“I believe in turnover of leadership,” Barbara Silverstone told me in an interview last week.
Barbara, the Senior Citizen Foundation’s president, took over leadership of the benevolent organization just two years ago and plans to step down from the helm at the group’s April meeting.
Barbara became involved with the foundation through former president Sy Weissman who left the Island for the Rochester area to be near his daughter.
The firm believer in term limits, Barbara is a social worker who holds a bachelor’s degree from Duke, a master’s degree from the University of Chicago and a doctorate from Columbia.
“I worked for many years with kids, families and older adults,” she said, adding that she directed the Benjamin Rose Institute in Cleveland and there became seriously involved in serving older people.
She was later tapped to lead the Lighthouse and served the organization dedicated to those with vision problems as executive director. She placed a special emphasis on older Lighthouse clients.
Barbara opened a consulting firm with a colleague in 2005 called SBW Partners.

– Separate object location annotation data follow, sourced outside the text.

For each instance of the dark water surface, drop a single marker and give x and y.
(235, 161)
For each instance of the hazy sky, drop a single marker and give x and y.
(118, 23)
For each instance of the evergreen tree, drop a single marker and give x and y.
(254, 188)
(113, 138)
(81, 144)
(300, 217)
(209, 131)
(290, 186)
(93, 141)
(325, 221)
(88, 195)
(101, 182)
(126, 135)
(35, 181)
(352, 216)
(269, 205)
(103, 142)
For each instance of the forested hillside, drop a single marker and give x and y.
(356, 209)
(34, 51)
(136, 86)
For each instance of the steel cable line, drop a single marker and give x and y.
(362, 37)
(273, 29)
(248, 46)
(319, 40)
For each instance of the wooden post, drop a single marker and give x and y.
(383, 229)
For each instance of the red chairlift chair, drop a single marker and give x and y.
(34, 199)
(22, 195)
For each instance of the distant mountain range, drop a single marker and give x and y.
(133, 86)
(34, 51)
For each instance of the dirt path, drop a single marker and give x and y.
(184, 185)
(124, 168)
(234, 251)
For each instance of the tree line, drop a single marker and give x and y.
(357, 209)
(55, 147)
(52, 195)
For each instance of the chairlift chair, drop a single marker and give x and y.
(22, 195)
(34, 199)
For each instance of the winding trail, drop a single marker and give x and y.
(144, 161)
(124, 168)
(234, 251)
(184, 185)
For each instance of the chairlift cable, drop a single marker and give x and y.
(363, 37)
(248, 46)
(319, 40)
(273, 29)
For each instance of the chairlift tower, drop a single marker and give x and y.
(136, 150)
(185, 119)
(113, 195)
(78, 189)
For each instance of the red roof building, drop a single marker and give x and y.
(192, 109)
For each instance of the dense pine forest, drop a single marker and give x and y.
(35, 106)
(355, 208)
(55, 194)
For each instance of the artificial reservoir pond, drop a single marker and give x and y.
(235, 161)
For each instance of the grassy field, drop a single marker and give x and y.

When Barbara first came to the island in 1990 she and her husband lived in Hay Beach. After his death, she moved to a smaller one-level home in Silver Beach.
“And I can do my work here as easily as in the city,” explained the mother of two daughters and grandmother of five.
In 1976 she wrote a book entitled “You and Your Aging Parents” that was quite popular at the time.
“Now many people write about this very important subject,” Barbara said.
“The Foundation exists to augment the services of the Town for senior citizens,” Barbara said, adding that it determines needs and spends money on them. The organization raises funds through donations. The kitchen in the senior center, the emergency response system, the grant for the handicapped-accessible van and the grant to the Perlman music program are all examples of the results of foundation initiatives. The foundation also helps needy seniors with fuel bills.
“And grants leverage other grants,” Barbara explained.
“The next big project is the urgent care program,” she said, noting that she’s learned anecdotally and through the foundation survey that there’s “lots of interest.”
The foundation will set aside money for a task force on urgent care. Barbara urged the public to contact her with ideas at (631) 268-5723.
“We welcome ideas,” she said, adding that the foundation was born because of the ever increasing number of seniors here on the Island. “The ratio of people over 65 to people under 65 is the highest among communities to New York State.”